Wednesday, August 17, 2011
Addie on the Inside, written by James Howe. Simon & Schuster, 2011. $19.99 ages 10 and up
to praise the alliteration
and instead pray for release
from this purgatory of
the middle school years
when so many things
that never mattered before
and will never matter again
I stopped at nineteen post-it notes and decided that I couldn't share them all with you anyway. Truly, nothing would make me happier! I will be singing the praises of this book for weeks. I will recommend it to my sweet and spunky friend Victoria, who turned 13 one week ago and hope that she tells her friends about it, too. And, I will read it again...and wish I were teaching in a middle grade classroom so that I could make it the first shared read of the upcoming school year.
I asked my daughter Erin, a tenacious reader of many different types of books, how a man who is about the same age as her mother could possibly write a book that comes from the heart of a 13 year old girl, and do it with such compassion and strength. She quickly answered that that is what great writers do! Simple, huh???
Well, James Howe does it remarkably well. He has created a tender, involved, outspoken middle grader who deserves our attention and our admiration. If I were in seventh grade, I would want her to be my friend. She stands up for what she believes in, and supports those who must deal with the narrow-mindedness of others.
"Who do you see when a girl
like Addie walks down the hall,
when a girl like Addie
raises her hand in class
for the hundredth time
offering opinion as fact
and outrage as opinion,
wearing her attitudes
more comfortably than her
less than awesome clothes? "
Those who have read the first two books about The Gang of Five will know Addie...but not so intimately as they will know her when they finish reading her amazing story. She has opinions and is not afraid to share them. She also has uncertainties about many things. These doubts are considered from the 'inside' in this remarkable novel in verse:
"And what do I talk about if not clear skin and straight hair?

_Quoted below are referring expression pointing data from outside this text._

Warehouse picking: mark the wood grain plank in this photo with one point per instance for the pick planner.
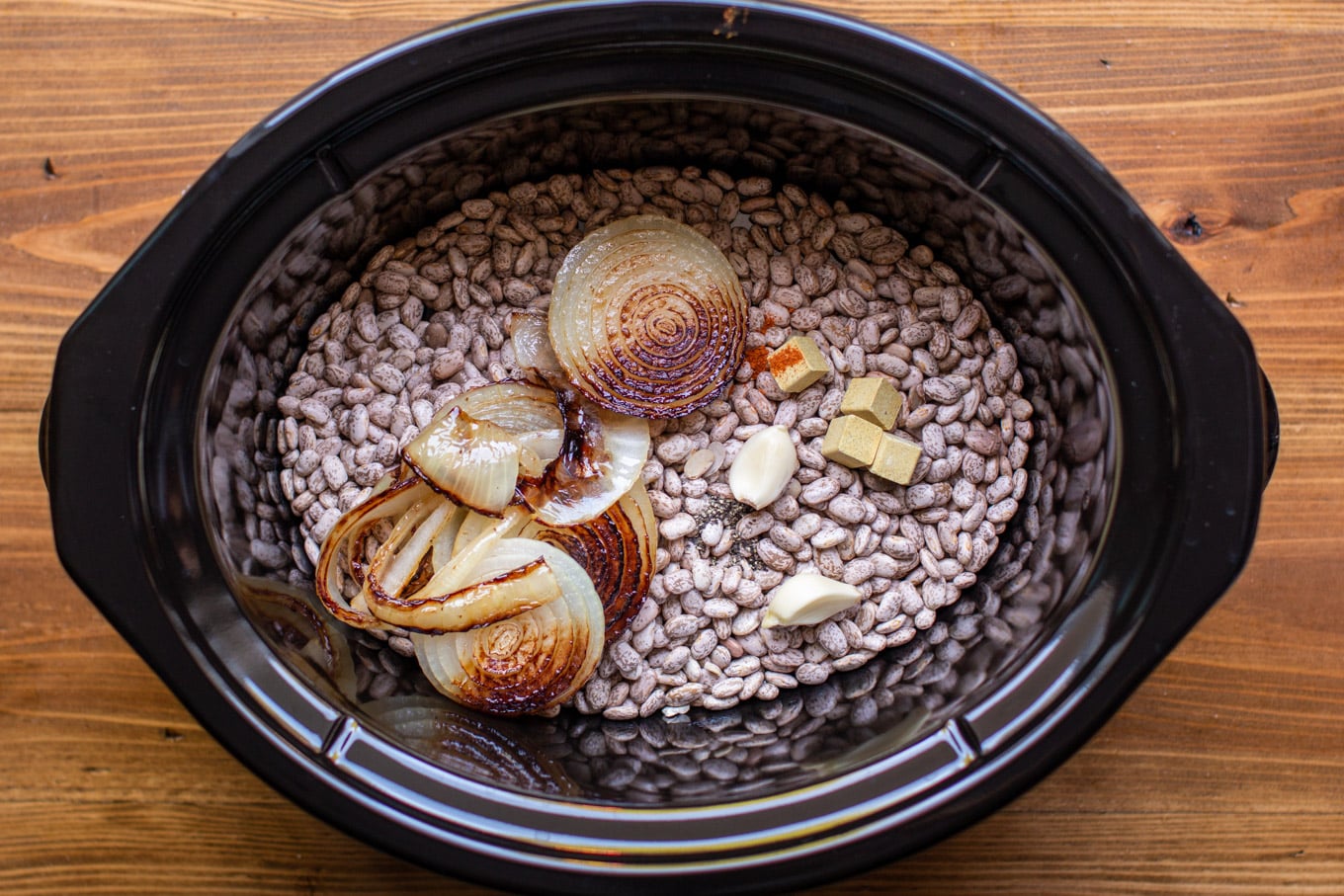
(1283, 15)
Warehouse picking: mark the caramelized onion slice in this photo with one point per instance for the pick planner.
(472, 461)
(648, 317)
(499, 597)
(344, 541)
(616, 549)
(526, 411)
(602, 457)
(478, 443)
(530, 663)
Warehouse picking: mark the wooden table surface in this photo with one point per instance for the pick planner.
(1224, 119)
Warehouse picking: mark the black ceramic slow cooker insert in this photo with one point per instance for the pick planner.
(1154, 440)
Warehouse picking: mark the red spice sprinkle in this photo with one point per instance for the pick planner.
(784, 358)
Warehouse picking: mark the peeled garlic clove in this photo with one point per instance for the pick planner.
(808, 598)
(764, 466)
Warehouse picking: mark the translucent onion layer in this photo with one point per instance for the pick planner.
(616, 549)
(529, 663)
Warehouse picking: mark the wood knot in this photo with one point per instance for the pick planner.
(1188, 226)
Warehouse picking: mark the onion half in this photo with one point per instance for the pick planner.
(648, 317)
(340, 553)
(616, 549)
(529, 663)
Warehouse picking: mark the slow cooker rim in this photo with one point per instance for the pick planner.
(277, 122)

I talk about Nadia and about Mariam, married at eleven
to a man thirty years older than she, and beaten
for being unable to bear him a child.
I talk about the poems of Naomi Shihab Nye.
I talk about Sold by Patricia McCormick.
I talk about suffering and how I don't know
anything about it."
This novel in verse is so strong, so elegant, so poignant. I love the way James Howe changes his verse forms, using each to tell about her family life, her beloved grandmother, her two cats, her friends, her first love and her growth as a person of quality and substance.
He goes from humor:
"The Omigod Chorus, or What I Have to Listen to Every Single Day
Omigod, did you know?
Omigod, I hate him so.
Omigod, I love your dress!
Omigod, your hair's a mess!"
"My mind is full of not knowing,
and if it's true that not knowing is a kind
of strength, then at the rate I am going,
I will soon be the strongest girl
in the world."
"Johnson eats for two -
a cat growing fat from grief,
"I am who I say I am,
I'm not some fantasy
of how you think you think you know me
of who I ought to be.
I am a girl who is growing up
in my own sweet time,
I am a girl who knows enough
to know this life is mine."
So, now my TBR pile has grown by 3...The Misfits, Totally Joe and Sold. I guess that is what the best books do...make you yearn for more!
Bravo, James Howe!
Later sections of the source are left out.